# Laptop And Programs.



## SilverKhajiit (May 27, 2013)

Alright guys, I am suppose to be getting a laptop towards the end of this year, and with it intend upon gaming the absolute crap outta myself and being productive by making music, writing stories, etc. and posting on FurAffinity. I plan on digitally drawing on the side as well. I will also digitally edit the music I plan on making, or I will just make it from laptop. Can you guys please tell me which laptop is best for these things and which programs?
(I am a computer novice so take it easy please)


----------



## Runefox (May 27, 2013)

Well, gaming will definitely be the most strenuous task you're looking at doing. Before I can recommend any specifics, I'll need to know what kinds of games you're looking at playing (some examples!), what your budget is, and whether you have any brand preferences between AMD/Intel, or between manufacturers.

Some general advice on brands (in no particular order):

*Good* / Reliable


ASUS 
HP 
Samsung 
Sony 
Toshiba 
Lenovo 
Acer* 
Dell* 
MSI 
Sager 
Apple 

*Bad* / Unreliable


Acer* 
Gateway 
eMachines (do they even still exist?) 
Compaq 
Dell* 
Alienware 
CyberPowerPC 
iBuyPower 

* = Low end are bad, midrange-high end are good (this is generally true of all brands but these are especially subject to this). Acer in particular though has stepped up their game recently.


----------



## Seekrit (May 27, 2013)

Runefox said:


> Acer in particular though has stepped up their game recently.



Have to agree here, very happy with the Acer E1-531 I got recently. It managed to play Skyrim fullspeed at lowest settings, not bad for integrated graphics. Single player games like that are fine on it but multiplayer (like Chivalry:Medieval Warfare for example) are just unplayable. In saying that Source games run fine, even CS:GO.


----------



## SilverKhajiit (May 27, 2013)

Runefox said:


> Well, gaming will definitely be the most strenuous task you're looking at doing. Before I can recommend any specifics, I'll need to know what kinds of games you're looking at playing (some examples!), what your budget is, and whether you have any brand preferences between AMD/Intel, or between manufacturers.
> 
> Some general advice on brands (in no particular order):
> 
> ...



I don't plan on playing any needy games, I plan on minecraft, game tycoon, and that sorta stuff.
I really have no brand preferences but I have a Dell desktop that's amazing. Aside from that I have no preferences between anything.


----------



## Seekrit (May 27, 2013)

SilverKhajiit said:


> I don't plan on playing any needy games, I plan on minecraft, game tycoon, and that sorta stuff.
> I really have no brand preferences but I have a Dell desktop that's amazing. Aside from that I have no preferences between anything.

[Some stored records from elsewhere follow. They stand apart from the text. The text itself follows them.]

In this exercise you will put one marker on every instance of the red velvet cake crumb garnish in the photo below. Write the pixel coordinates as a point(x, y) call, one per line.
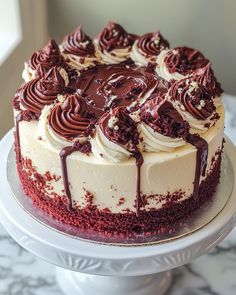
point(78, 43)
point(184, 60)
point(162, 117)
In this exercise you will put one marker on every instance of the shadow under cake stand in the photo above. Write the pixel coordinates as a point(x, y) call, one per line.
point(84, 267)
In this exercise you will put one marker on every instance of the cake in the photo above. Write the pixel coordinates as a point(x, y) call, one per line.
point(120, 135)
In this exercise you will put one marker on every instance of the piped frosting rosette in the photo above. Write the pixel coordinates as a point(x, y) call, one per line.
point(194, 103)
point(147, 47)
point(179, 63)
point(46, 58)
point(162, 127)
point(78, 50)
point(205, 77)
point(114, 44)
point(39, 92)
point(115, 137)
point(65, 122)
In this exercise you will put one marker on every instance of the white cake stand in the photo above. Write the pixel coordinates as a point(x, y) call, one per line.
point(90, 268)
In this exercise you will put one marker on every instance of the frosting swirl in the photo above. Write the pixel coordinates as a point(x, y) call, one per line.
point(69, 119)
point(48, 57)
point(114, 43)
point(78, 43)
point(146, 48)
point(179, 62)
point(152, 43)
point(116, 136)
point(42, 91)
point(114, 36)
point(194, 102)
point(205, 76)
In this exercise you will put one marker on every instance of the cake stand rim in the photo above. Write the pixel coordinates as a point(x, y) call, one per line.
point(112, 252)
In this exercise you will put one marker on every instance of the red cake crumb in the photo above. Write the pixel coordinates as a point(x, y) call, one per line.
point(101, 225)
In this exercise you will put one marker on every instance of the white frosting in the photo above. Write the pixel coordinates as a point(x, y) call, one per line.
point(197, 126)
point(113, 57)
point(155, 142)
point(80, 62)
point(162, 70)
point(137, 56)
point(28, 73)
point(105, 149)
point(110, 181)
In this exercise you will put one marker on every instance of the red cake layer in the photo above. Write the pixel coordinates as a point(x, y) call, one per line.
point(105, 226)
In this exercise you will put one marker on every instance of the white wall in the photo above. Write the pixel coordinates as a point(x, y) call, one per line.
point(209, 25)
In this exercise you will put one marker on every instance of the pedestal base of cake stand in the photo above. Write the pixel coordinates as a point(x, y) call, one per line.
point(74, 283)
point(85, 267)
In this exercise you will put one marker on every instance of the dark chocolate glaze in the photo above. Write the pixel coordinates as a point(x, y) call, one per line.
point(201, 159)
point(108, 86)
point(19, 118)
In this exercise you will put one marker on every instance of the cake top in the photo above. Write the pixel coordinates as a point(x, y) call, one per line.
point(118, 94)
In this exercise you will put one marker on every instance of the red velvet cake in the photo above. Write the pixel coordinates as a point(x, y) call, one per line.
point(119, 135)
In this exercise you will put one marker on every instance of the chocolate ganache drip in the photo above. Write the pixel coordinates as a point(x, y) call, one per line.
point(194, 97)
point(205, 77)
point(70, 119)
point(114, 36)
point(120, 128)
point(162, 117)
point(78, 43)
point(47, 57)
point(42, 91)
point(201, 159)
point(184, 60)
point(109, 86)
point(151, 44)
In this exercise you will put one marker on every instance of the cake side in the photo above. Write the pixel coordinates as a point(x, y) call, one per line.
point(112, 185)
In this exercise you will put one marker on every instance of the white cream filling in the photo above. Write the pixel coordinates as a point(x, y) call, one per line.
point(156, 142)
point(105, 149)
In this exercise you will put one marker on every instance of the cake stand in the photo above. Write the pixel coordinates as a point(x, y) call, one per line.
point(88, 268)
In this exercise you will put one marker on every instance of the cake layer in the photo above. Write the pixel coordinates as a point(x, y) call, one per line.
point(104, 226)
point(112, 186)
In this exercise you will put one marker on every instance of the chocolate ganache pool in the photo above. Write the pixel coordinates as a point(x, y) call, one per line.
point(119, 134)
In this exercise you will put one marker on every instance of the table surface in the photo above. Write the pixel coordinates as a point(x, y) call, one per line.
point(21, 273)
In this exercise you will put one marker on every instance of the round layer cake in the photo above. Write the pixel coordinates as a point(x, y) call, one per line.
point(119, 135)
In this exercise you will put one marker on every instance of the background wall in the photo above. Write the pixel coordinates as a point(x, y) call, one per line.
point(208, 25)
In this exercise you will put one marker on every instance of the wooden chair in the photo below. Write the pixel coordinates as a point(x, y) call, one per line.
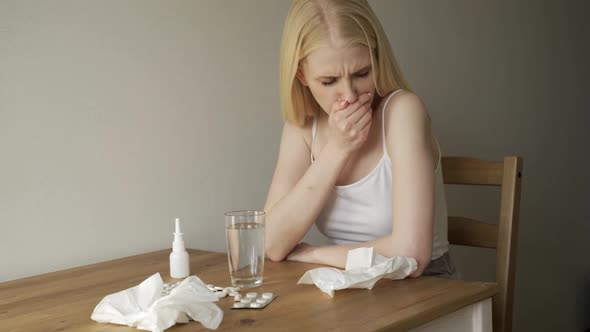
point(503, 236)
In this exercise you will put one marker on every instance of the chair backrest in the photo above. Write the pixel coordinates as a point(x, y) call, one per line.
point(502, 236)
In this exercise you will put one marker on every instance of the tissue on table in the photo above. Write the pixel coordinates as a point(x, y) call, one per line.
point(329, 279)
point(144, 307)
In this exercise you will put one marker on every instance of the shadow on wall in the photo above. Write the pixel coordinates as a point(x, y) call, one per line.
point(583, 303)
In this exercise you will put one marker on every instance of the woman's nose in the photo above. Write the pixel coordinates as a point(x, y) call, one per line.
point(349, 94)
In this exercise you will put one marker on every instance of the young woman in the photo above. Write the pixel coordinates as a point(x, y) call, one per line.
point(357, 154)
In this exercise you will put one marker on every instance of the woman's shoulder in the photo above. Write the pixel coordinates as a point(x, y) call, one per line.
point(405, 108)
point(299, 131)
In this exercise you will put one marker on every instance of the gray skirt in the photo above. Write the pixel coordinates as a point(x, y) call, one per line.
point(442, 266)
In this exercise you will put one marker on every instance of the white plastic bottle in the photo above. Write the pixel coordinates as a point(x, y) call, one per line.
point(179, 267)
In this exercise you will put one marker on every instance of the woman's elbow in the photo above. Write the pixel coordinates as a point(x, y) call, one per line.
point(422, 261)
point(274, 255)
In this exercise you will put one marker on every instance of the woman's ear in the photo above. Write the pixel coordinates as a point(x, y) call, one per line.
point(301, 77)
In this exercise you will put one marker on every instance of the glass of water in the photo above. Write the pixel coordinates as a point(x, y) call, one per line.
point(245, 247)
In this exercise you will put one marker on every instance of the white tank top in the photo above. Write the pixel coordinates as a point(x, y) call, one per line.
point(362, 211)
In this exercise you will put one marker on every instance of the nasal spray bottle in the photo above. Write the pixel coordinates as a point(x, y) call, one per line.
point(179, 267)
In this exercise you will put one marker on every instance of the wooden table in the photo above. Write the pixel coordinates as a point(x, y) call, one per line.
point(64, 300)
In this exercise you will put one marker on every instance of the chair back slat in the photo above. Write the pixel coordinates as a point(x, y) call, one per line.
point(470, 171)
point(503, 236)
point(470, 232)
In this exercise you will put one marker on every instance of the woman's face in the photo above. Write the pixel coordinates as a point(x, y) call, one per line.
point(335, 74)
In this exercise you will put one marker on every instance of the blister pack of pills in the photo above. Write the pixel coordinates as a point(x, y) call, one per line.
point(253, 301)
point(250, 301)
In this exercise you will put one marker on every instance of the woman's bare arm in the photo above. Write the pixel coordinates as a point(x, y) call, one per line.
point(298, 191)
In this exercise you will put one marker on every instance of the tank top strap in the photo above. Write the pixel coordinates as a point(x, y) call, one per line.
point(383, 122)
point(314, 128)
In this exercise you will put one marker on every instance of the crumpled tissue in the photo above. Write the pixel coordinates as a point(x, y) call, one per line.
point(144, 307)
point(360, 272)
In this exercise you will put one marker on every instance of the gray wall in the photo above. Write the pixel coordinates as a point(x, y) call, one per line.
point(116, 117)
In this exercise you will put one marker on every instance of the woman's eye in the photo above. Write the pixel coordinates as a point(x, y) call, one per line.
point(365, 74)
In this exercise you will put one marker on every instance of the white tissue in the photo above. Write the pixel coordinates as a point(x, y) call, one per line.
point(360, 258)
point(144, 307)
point(329, 279)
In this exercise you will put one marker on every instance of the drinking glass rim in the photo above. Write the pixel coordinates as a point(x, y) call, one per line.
point(245, 213)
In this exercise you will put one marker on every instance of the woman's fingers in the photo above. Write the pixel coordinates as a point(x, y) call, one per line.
point(359, 114)
point(364, 121)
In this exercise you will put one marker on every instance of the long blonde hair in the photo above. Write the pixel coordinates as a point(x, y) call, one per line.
point(308, 26)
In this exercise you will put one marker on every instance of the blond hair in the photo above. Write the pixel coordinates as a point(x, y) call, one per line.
point(312, 23)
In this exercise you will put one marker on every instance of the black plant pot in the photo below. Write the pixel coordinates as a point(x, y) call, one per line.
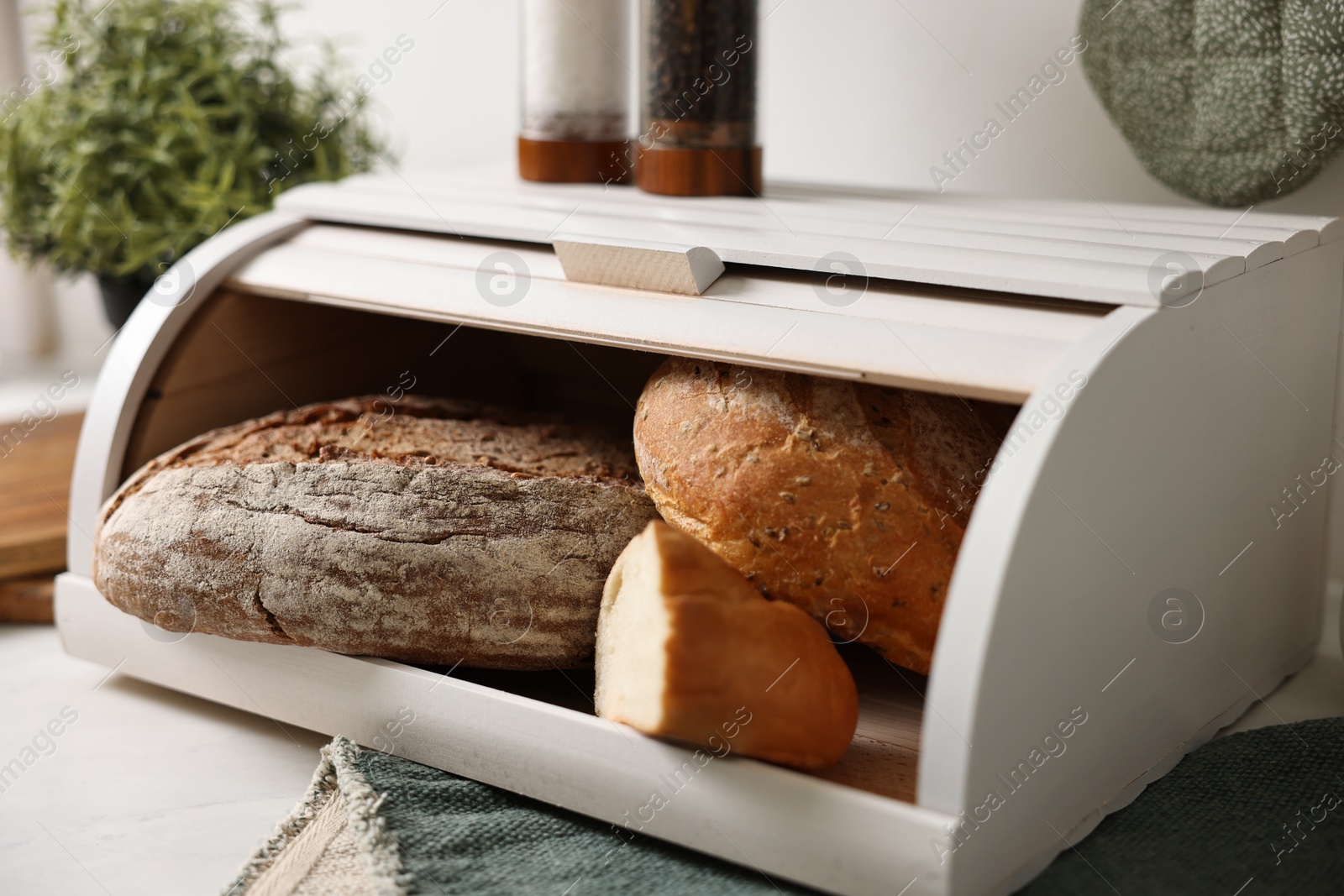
point(120, 297)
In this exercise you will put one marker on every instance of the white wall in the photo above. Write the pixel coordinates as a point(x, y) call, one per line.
point(860, 92)
point(853, 92)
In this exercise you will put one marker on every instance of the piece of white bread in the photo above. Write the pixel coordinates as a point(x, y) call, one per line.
point(687, 649)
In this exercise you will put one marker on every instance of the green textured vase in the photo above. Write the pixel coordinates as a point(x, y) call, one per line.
point(1230, 102)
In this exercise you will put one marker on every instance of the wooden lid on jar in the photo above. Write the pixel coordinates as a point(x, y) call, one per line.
point(575, 161)
point(699, 172)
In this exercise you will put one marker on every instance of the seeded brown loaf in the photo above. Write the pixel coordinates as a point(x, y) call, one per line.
point(437, 533)
point(848, 500)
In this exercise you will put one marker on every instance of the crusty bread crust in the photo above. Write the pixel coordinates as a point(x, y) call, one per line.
point(443, 532)
point(741, 673)
point(848, 500)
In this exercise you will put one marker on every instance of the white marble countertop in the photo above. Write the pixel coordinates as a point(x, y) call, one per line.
point(151, 792)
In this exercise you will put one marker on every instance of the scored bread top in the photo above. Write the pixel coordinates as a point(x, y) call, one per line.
point(417, 432)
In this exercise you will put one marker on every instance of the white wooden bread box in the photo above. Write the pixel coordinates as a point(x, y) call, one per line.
point(1160, 445)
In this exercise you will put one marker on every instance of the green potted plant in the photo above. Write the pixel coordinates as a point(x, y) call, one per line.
point(163, 123)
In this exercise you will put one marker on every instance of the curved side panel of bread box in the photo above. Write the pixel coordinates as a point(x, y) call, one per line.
point(1144, 560)
point(134, 358)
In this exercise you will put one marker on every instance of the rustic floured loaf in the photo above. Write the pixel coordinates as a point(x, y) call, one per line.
point(848, 500)
point(687, 649)
point(443, 532)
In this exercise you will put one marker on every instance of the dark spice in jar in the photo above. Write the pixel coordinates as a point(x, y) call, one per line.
point(699, 73)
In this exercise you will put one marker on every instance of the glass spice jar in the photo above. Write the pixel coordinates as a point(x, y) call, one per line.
point(698, 101)
point(575, 86)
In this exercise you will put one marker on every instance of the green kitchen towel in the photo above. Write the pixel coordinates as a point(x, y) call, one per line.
point(1227, 101)
point(1258, 810)
point(1254, 813)
point(423, 831)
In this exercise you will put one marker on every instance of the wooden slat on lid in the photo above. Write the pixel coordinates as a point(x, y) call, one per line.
point(960, 343)
point(1108, 255)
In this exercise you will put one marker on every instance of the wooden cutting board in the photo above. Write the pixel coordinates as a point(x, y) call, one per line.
point(35, 496)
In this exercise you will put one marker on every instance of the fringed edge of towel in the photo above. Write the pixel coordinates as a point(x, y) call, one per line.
point(378, 846)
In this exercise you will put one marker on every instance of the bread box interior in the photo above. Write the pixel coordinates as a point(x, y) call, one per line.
point(1131, 469)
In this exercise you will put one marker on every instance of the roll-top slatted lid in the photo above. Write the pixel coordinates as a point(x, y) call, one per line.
point(1075, 250)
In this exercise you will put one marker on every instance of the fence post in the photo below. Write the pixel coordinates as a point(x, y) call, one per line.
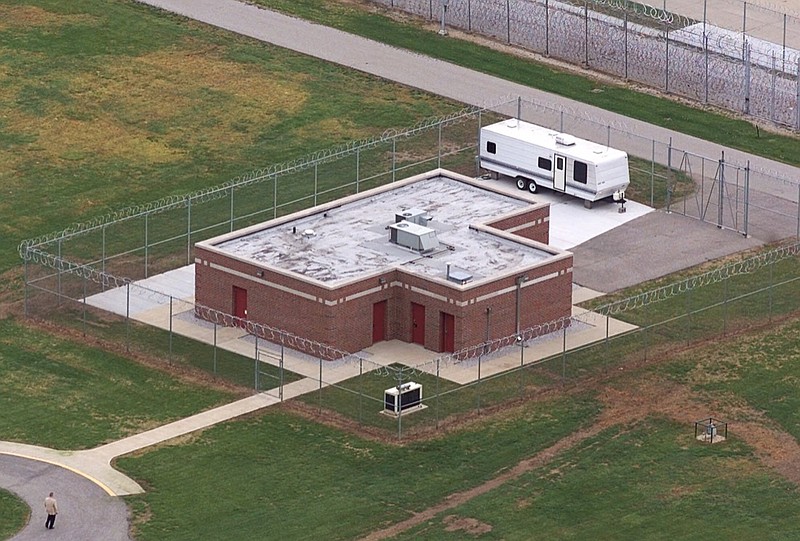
point(564, 355)
point(547, 27)
point(439, 148)
point(797, 97)
point(146, 242)
point(508, 22)
point(255, 366)
point(360, 389)
point(586, 33)
point(653, 172)
point(746, 60)
point(747, 198)
point(772, 93)
point(170, 327)
point(394, 158)
point(25, 277)
point(358, 168)
point(668, 193)
point(189, 231)
point(275, 196)
point(438, 360)
point(625, 29)
point(103, 258)
point(771, 285)
point(705, 53)
point(58, 271)
point(127, 316)
point(666, 57)
point(721, 194)
point(725, 309)
point(84, 304)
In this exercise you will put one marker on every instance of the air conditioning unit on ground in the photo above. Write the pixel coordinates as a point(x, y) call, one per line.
point(397, 400)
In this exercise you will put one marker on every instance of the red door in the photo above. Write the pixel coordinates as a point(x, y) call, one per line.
point(417, 324)
point(240, 302)
point(447, 330)
point(379, 321)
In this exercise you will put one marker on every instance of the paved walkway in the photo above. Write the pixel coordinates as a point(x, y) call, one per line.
point(85, 479)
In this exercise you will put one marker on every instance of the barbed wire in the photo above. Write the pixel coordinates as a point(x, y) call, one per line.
point(254, 177)
point(747, 266)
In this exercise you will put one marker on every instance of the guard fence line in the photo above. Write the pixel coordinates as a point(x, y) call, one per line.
point(720, 301)
point(665, 161)
point(727, 65)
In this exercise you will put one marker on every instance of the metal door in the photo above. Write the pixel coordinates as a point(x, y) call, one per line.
point(447, 330)
point(379, 321)
point(560, 174)
point(240, 303)
point(417, 324)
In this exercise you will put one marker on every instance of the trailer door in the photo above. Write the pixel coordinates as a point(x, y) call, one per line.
point(560, 173)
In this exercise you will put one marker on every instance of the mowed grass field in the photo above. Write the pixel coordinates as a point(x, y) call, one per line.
point(108, 104)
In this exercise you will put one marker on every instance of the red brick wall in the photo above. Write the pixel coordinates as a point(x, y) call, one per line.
point(348, 325)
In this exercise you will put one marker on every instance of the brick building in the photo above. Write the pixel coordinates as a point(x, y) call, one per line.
point(439, 259)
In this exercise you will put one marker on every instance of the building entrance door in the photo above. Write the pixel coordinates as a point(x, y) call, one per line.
point(417, 324)
point(379, 321)
point(560, 174)
point(240, 303)
point(447, 331)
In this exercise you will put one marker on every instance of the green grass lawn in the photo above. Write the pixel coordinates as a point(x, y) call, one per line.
point(650, 480)
point(108, 104)
point(762, 371)
point(279, 476)
point(14, 513)
point(410, 34)
point(97, 397)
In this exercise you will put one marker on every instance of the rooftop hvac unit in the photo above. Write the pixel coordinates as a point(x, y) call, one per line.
point(399, 399)
point(415, 216)
point(417, 237)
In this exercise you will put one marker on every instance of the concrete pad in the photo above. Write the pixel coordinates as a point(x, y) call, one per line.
point(650, 247)
point(571, 223)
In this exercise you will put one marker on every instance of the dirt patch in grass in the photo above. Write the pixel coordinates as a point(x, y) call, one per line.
point(469, 526)
point(32, 17)
point(626, 400)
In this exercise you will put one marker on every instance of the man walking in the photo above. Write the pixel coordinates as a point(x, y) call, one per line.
point(52, 510)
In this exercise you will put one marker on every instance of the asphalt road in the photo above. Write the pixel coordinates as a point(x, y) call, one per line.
point(86, 511)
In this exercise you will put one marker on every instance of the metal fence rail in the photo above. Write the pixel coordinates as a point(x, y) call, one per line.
point(65, 268)
point(685, 55)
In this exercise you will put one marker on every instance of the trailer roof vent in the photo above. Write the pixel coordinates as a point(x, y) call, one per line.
point(565, 139)
point(414, 236)
point(415, 216)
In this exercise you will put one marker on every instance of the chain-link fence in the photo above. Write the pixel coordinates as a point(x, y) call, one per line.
point(688, 56)
point(90, 276)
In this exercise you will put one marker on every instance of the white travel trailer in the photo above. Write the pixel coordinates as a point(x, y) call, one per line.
point(539, 157)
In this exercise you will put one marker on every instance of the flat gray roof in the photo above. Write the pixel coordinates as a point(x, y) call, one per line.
point(351, 237)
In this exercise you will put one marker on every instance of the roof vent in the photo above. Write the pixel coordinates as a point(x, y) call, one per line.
point(565, 139)
point(416, 237)
point(415, 216)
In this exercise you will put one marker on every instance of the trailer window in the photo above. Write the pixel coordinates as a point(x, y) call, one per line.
point(579, 172)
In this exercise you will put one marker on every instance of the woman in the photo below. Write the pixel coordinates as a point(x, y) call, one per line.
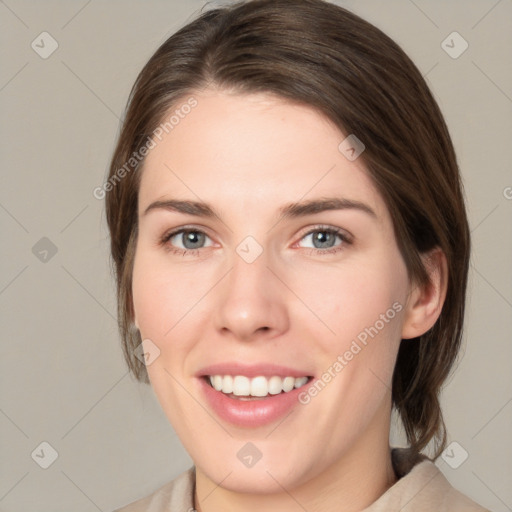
point(291, 249)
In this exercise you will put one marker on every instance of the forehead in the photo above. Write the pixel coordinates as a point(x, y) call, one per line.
point(252, 152)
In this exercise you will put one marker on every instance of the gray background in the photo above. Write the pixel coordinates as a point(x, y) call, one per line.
point(63, 379)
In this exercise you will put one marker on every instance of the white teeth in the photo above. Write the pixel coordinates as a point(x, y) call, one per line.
point(239, 385)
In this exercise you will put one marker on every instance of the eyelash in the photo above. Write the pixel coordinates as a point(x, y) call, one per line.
point(346, 240)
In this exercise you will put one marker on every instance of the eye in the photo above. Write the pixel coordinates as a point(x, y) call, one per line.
point(324, 240)
point(190, 239)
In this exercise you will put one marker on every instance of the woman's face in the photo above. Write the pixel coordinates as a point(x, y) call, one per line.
point(264, 296)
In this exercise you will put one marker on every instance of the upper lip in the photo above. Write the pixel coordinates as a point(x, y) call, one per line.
point(252, 370)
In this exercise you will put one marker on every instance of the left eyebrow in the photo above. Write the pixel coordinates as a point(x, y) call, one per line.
point(314, 206)
point(291, 210)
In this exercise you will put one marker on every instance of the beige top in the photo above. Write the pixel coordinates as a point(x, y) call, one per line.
point(421, 488)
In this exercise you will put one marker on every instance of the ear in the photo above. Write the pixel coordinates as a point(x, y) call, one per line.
point(425, 302)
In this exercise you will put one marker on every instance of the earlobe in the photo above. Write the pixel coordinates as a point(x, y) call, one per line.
point(425, 302)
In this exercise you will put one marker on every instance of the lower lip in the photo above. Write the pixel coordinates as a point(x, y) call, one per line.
point(251, 413)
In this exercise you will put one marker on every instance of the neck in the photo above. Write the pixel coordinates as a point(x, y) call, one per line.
point(355, 481)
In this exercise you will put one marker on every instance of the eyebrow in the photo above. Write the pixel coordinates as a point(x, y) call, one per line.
point(291, 210)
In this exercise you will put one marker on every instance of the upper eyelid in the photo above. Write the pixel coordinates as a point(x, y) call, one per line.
point(343, 233)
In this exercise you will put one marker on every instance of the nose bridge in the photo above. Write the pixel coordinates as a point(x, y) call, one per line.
point(251, 298)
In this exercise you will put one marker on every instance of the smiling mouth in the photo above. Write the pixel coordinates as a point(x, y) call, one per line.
point(240, 387)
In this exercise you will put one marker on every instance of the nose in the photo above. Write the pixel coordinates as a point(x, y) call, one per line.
point(251, 302)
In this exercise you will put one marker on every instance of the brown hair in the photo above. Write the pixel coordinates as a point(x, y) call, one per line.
point(321, 55)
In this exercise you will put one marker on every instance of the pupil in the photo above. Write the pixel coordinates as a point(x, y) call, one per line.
point(322, 236)
point(194, 238)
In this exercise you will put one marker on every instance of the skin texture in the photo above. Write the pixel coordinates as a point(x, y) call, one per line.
point(248, 155)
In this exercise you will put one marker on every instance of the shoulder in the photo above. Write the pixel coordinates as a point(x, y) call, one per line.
point(422, 487)
point(175, 495)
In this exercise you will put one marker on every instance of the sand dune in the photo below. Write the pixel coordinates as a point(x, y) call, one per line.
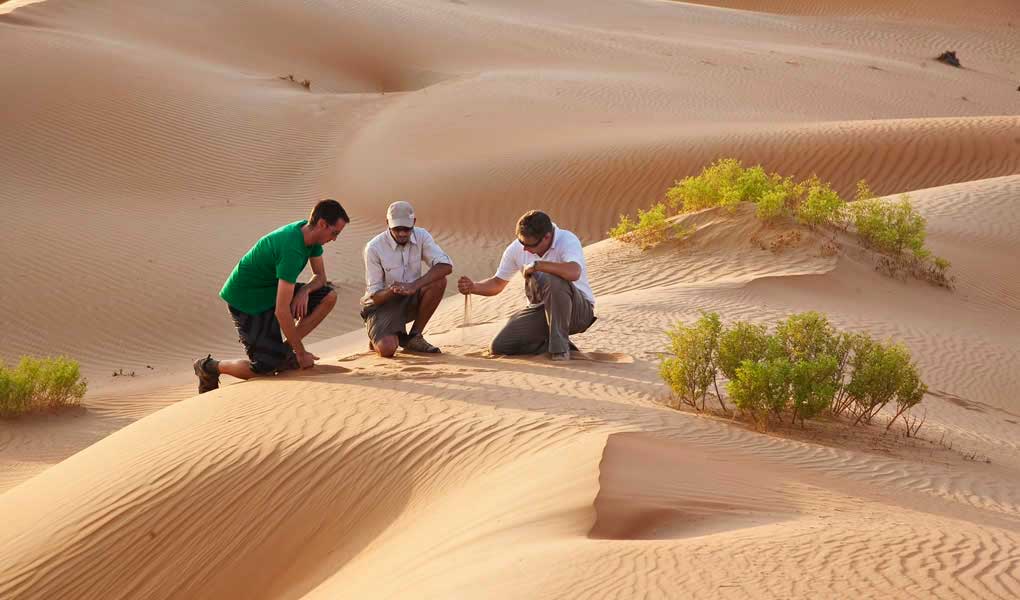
point(147, 145)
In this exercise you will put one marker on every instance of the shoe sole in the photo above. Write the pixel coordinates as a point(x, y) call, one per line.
point(200, 372)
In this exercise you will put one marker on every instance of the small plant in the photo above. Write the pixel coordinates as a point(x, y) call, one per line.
point(890, 227)
point(914, 422)
point(806, 367)
point(821, 206)
point(813, 386)
point(651, 229)
point(882, 373)
point(762, 389)
point(691, 367)
point(743, 341)
point(40, 384)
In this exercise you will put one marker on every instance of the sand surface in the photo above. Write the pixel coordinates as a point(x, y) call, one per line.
point(146, 145)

If that's all then grab a moderately priced laptop from the 'Good' section of RF's list. Any dual-core laptop with an integrated graphics card will do. Which is all of them.

I would advise considering a more capable one, unless you're certain your needs won't change in the future.


----------



## ToeClaws (May 27, 2013)

I'd agree with the RuneFox advice as well.  I have an ASUS as my primary and it's been rock solid.  I also have an HP Ultrabook, which has also been excellent (nice change for HP as 3 or 4 years ago they were making horrible systems).


----------



## Runefox (May 27, 2013)

In your case, I'd probably recommend something with an AMD A8 APU. They can be had for around $400-600, and generally provide a great bang for your buck with good graphics and processor performance. Ideally, 8GB of RAM should be your target, which most computers around that price point should come with, and the hard drive size should be whichever you're most comfortable with, keeping in mind that 500GB is about the minimum you'll get nowadays.

If you can get a good deal on an Intel i3- or i5-based machine which also has dedicated graphics (NVidia or AMD), then go for it, since it will almost certainly outperform the AMD offerings in CPU power, which is somewhat important to you for audio editing. That said, you won't need super high end graphics for Minecraft and Game Tycoon, but the integrated Intel graphics won't do the job.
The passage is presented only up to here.